How would I work out $d(\omega F)$ where $\omega$ is a 1-form and $F$ is a vector valued function?

I know that $d(f \omega) = df \wedge \omega + f d\omega$, for a smooth function $f$. I suppose this would also hold for a vector valued function, so $d(F \omega) = dF \wedge \omega + F d\omega$.

Is there a way of computing $d( \omega F)$ from this result? Would it be the same as $d( F \omega)$?

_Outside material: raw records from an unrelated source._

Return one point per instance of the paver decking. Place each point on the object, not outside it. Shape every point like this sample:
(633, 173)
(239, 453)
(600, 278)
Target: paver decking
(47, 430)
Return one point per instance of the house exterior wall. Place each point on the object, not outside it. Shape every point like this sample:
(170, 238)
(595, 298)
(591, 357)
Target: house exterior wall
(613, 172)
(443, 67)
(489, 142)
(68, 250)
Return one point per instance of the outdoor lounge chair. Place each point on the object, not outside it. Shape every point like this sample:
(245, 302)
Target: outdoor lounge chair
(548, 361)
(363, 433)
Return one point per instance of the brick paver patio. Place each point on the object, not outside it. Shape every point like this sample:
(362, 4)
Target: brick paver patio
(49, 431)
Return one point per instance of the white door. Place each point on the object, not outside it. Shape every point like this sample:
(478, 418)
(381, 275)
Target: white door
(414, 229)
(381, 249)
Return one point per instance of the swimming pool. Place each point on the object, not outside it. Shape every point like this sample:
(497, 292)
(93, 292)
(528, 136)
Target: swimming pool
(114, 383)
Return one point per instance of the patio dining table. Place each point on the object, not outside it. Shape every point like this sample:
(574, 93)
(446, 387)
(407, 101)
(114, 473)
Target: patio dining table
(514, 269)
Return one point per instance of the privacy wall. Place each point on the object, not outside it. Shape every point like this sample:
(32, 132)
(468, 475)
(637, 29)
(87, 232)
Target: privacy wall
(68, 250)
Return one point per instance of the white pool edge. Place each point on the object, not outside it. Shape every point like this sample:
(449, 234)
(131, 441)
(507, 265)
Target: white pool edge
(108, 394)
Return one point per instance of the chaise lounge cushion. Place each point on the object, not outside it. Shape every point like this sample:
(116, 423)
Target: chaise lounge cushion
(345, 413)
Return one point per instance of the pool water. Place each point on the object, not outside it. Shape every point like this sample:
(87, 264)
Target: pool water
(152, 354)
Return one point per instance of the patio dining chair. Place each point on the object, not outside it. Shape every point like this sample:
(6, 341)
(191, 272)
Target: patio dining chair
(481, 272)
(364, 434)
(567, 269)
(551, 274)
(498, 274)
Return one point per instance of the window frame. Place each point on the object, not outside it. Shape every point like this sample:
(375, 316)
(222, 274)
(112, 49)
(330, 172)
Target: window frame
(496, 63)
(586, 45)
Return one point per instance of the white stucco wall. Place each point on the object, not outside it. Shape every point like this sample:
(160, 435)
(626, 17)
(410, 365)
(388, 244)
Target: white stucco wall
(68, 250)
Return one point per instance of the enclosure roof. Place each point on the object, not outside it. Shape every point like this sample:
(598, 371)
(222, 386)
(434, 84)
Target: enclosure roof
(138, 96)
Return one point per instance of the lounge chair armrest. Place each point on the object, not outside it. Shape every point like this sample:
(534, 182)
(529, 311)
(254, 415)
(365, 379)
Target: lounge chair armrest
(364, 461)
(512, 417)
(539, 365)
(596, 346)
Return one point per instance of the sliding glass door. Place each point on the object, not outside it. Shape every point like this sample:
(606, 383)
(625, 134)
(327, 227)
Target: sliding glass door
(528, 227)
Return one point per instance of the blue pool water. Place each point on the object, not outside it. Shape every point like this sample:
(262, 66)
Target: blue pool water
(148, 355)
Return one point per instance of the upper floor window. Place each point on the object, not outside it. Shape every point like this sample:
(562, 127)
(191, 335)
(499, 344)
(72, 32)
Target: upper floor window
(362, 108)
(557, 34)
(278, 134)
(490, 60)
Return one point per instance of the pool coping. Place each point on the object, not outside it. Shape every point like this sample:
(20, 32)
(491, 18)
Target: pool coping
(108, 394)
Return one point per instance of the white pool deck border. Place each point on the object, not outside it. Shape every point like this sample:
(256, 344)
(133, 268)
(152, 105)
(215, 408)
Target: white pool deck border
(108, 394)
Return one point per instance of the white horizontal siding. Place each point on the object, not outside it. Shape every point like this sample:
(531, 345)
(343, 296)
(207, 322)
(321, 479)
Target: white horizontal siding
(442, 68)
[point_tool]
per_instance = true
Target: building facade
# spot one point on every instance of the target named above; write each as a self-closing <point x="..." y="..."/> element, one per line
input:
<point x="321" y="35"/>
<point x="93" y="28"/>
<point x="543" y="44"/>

up vote 2 down vote accepted

Let $F$ be a vector-valued form then $F = (F_1,F_2, \dots , F_n)$ where $F_1,F_2, \dots , F_n$ are functions. The definition of $dF$ is that we exterior differentiate component-wise, $dF = (dF_1,dF_2, \dots , dF_n)$. By definition, $$ \omega F = (\omega F_1, \omega F_2, \dots , \omega F_n)$$ and so, $$ d(\omega F) = (d(\omega F_1), d(\omega F_2), \dots , d(\omega F_n)).$$ Next, simply apply the usual product rule for forms on each component, $$ d(\omega F) = (d\omega \wedge F_1-\omega dF_1, d\omega \wedge F_2-\omega dF_2, \dots , d\omega \wedge F_n-\omega dF_n).$$ Finally, factor out the one-form $\omega$ etc.. to find: $$ d(\omega F) = d\omega \wedge F - \omega \wedge dF.$$ Some of these $\wedge$'s are at times omitted in texts. I think you can see that the same rule holds for $d(F\omega)$ assuming you define right-multiplication on the vectors of forms.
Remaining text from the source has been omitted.